To set up this project locally, clone the repository and install the required dependencies:
git clone https://github.com/brinashong/ThoughtfulAI.git
cd ThoughtfulAI
pip install -r requirements.txtYou can find the dataset at the RP2K project page https://www.pinlandata.com/rp2k_dataset/
Alternatively, the dataset can be downloaded directly from the link provided by the RP2K authors https://blob-nips2020-rp2k-dataset.obs.cn-east-3.myhuaweicloud.com/rp2k_dataset.zip
The project is structured into different components, each contained in a separate Jupyter notebook, to be used for enhancing the current ML pipeline as automated help to keep the classifier updated even when there are new products coming in:
Classification_Model_Benchmarking/*.ipynb: Preprocessing of data and running of finetuning for the architecture which is to be tested
Contrastive_Learning/SimCLR.ipynb: Implementation of contrastive learning to handle and cluster new unknown products.

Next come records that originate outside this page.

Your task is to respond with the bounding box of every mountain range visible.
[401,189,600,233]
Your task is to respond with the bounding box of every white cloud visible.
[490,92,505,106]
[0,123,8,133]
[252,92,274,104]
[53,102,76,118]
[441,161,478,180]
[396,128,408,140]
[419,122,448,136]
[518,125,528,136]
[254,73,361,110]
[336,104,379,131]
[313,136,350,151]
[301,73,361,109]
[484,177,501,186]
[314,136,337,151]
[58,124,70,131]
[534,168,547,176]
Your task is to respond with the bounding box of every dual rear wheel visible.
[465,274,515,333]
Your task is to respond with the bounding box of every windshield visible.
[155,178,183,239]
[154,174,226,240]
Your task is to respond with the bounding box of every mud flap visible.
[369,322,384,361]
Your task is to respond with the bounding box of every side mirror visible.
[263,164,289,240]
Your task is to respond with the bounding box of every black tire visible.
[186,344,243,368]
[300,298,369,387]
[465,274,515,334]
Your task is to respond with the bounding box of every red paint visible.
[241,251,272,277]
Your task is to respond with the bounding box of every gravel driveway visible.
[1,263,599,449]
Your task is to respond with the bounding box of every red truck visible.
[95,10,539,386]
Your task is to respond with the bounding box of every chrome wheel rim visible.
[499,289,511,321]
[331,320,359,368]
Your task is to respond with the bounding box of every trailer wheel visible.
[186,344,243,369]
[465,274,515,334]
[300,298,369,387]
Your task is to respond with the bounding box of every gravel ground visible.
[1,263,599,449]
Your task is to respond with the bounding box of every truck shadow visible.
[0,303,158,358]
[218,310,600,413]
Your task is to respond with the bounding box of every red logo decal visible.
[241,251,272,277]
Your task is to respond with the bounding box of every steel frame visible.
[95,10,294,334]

Vision_Language_Model_Captioning/QwenVL.ipynb: Utilization of a vision-language model for zero-shot learning in product identification.
Few_Shot_Learning/ProtoNet.ipynb: Application of few-shot learning for quick adaptation to new products.
This project involves computationally intensive models. It is recommended to use a system with a capable GPU to expedite training and inference.